Évolution du marché : Appareils sanitaires en céramique (CN 6910) — 2015–2025
Introduction
Ce rapport analyse l'évolution des échanges commerciaux de l'Union européenne avec le reste du monde pour la nomenclature combinée 6910, qui couvre les éviers, lavabos, baignoires, bidets, cuvettes d'aisance, réservoirs de chasse, urinoirs et appareils sanitaires fixes similaires en céramique (à l'exception des accessoires porte-savon, porte-éponge, etc.). Cette catégorie se décline en deux sous-positions : la porcelaine (691010) et les autres céramiques (691090). La période analysée s'étend de 2015 à 2025, une décennie marquée par des mutations structurelles profondes dans la géographie et la nature des flux commerciaux de l'UE.

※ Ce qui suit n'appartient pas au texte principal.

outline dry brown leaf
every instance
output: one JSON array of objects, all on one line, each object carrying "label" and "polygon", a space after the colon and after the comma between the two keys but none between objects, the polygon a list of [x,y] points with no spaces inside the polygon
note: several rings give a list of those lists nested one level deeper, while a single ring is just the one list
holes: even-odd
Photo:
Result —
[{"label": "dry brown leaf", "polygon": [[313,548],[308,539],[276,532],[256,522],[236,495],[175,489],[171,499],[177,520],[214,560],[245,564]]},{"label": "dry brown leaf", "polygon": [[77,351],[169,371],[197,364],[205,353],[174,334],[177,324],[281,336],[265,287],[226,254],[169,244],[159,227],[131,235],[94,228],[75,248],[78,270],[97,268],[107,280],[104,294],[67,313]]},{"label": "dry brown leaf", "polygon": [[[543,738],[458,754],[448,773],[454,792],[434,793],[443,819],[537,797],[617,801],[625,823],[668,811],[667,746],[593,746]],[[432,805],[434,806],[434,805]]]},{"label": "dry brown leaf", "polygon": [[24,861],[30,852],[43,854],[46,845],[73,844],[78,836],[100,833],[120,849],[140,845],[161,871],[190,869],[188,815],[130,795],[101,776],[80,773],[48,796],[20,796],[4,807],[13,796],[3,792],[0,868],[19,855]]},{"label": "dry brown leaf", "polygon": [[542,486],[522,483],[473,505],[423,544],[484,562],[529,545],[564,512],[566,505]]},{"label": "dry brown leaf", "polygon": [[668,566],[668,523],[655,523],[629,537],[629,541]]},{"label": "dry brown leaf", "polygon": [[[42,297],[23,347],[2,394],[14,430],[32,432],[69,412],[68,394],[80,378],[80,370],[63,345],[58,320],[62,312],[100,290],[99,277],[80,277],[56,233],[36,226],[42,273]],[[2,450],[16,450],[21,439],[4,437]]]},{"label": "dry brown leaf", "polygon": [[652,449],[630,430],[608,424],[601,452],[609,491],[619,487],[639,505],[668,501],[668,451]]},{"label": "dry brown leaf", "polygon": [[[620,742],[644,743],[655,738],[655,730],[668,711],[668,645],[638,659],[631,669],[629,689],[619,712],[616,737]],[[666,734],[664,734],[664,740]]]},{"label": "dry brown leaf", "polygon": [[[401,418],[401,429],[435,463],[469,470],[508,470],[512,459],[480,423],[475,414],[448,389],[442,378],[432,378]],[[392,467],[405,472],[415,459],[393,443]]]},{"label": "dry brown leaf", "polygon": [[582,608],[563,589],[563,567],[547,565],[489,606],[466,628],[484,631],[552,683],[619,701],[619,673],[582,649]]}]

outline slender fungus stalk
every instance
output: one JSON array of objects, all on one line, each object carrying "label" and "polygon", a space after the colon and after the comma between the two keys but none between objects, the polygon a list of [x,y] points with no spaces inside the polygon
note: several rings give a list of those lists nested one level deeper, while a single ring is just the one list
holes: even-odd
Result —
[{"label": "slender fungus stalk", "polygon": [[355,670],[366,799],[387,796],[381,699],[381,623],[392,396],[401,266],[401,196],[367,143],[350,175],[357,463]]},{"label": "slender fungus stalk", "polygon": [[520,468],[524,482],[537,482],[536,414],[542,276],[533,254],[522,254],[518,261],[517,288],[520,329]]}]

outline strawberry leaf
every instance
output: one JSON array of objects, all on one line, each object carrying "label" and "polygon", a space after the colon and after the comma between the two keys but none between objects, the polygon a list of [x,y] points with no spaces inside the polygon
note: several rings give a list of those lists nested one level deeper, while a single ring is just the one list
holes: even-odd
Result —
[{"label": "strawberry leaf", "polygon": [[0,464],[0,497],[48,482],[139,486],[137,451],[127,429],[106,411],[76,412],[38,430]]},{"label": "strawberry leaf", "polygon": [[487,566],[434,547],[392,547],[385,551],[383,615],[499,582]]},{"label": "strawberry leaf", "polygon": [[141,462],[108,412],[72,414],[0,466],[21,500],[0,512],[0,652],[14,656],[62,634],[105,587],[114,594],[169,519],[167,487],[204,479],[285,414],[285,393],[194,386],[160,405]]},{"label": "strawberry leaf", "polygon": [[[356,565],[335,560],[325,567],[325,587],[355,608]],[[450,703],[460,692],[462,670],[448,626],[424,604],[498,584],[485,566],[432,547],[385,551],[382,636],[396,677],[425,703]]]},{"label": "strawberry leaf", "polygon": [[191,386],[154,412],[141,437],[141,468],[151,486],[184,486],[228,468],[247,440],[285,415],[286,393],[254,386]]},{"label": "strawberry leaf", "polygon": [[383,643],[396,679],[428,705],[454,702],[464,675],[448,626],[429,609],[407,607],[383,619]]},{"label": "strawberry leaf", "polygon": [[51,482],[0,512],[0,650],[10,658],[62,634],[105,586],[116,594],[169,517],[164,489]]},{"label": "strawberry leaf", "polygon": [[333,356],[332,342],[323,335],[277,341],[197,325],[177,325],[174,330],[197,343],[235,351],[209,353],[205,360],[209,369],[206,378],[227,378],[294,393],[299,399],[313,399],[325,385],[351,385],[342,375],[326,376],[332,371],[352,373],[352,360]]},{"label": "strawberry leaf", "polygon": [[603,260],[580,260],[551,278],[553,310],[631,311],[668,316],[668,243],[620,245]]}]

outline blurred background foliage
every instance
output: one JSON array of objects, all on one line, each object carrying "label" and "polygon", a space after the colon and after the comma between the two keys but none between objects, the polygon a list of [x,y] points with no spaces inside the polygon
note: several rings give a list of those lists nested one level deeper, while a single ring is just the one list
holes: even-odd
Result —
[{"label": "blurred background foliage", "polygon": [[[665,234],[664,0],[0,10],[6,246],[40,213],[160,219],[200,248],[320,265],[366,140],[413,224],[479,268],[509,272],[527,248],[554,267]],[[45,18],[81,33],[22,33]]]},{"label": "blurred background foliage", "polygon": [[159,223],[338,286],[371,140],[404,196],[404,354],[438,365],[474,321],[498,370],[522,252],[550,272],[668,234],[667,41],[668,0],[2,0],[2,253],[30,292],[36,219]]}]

Les données générales révèlent un basculement spectaculaire : l'UE est passée d'une position d'excédent commercial de 118 M€ en 2015 à un déficit de 367 M€ en 2025, soit une variation de −410 %. Ce renversement traduit à la fois un recul des exportations (−8,5 % en valeur, −38,6 % en volume) et une explosion des importations (+119 % en valeur, +88,3 % en volume). Comprendre les dynamiques à l'œuvre nécessite d'examiner trois dimensions : la transformation structurelle de la balance commerciale, la géographie des approvisionnements et des débouchés, et la repositionnement de l'UE vers des segments à plus forte valeur ajoutée.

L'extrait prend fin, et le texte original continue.